Beyond that, nations can cultivate a cyber reward culture where the discovery of bugs and vulnerabilities are rewarded, providing an incentive for the cybersecurity community to share their knowledge and promote joint solutioning. For example, Singapore conducts its Government Bug Bounty Programme where ethical hackers are rewarded with a monetary bonus for discovering online vulnerabilities.
#4 Adopt a people, technology, process and governance framework
As much as cybersecurity is a technology problem, it cannot be ignored that humans are part of the equation contributing to it. Cyber hygiene needs to be emphasised and practiced religiously. Employees and individuals need to be educated on cyber threats and risks, given the prevalence of phishing attacks and social engineering hacking campaigns.
From the technology perspective, the public and private sector should incorporate layered defences with data and endpoint security, gateway-based security, automating scanning, monitoring and malware removal.
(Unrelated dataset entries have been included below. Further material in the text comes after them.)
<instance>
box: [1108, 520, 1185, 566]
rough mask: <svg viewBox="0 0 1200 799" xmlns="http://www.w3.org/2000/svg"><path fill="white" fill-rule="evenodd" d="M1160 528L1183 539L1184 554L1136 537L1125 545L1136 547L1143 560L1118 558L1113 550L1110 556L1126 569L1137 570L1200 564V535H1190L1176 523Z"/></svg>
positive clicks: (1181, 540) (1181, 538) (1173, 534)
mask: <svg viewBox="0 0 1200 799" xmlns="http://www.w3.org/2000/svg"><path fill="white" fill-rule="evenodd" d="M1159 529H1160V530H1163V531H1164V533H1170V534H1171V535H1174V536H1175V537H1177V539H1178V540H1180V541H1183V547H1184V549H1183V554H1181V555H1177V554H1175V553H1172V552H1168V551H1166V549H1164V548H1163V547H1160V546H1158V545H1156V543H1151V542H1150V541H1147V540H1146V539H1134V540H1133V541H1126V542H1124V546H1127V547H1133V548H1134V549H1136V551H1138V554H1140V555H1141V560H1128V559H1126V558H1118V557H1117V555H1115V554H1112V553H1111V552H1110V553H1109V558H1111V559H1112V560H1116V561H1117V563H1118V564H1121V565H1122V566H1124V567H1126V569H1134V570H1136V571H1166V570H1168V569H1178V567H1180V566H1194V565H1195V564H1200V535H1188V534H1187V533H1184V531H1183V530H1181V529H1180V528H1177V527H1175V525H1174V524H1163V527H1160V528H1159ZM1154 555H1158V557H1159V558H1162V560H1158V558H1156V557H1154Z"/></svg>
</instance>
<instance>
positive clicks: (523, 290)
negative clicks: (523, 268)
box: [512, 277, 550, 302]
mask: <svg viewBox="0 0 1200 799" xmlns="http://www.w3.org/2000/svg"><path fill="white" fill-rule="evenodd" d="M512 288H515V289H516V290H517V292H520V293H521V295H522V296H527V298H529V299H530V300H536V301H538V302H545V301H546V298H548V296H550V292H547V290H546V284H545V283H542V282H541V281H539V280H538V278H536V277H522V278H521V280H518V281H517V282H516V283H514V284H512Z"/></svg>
Antivirus solutions, data loss detection and protection, and VPN solutions must not be overlooked. With processes, cybersecurity teams should conduct threat profiling, creation of threat segmentation, zoning and risk containerization. Having a habit of backing data daily would be a good policy to adopt too. Finally, when it comes to governance, a good cyber threat visibility and intelligence programme will be vital in completing a well-rounded cybersecurity strategy.
Ultimately, the increasing connectivity of our world means that the possibility of cyber threats will always be present. However, it is clear that the potential economic and social benefits that smart cities can bring to the table outweigh the risks, and nations should not be dissuaded from their smart city plans. Through gaining accurate intelligence of where external threats lie, understanding them and implementing effective cybersecurity measures, cities will become not just smarter, but safer as well.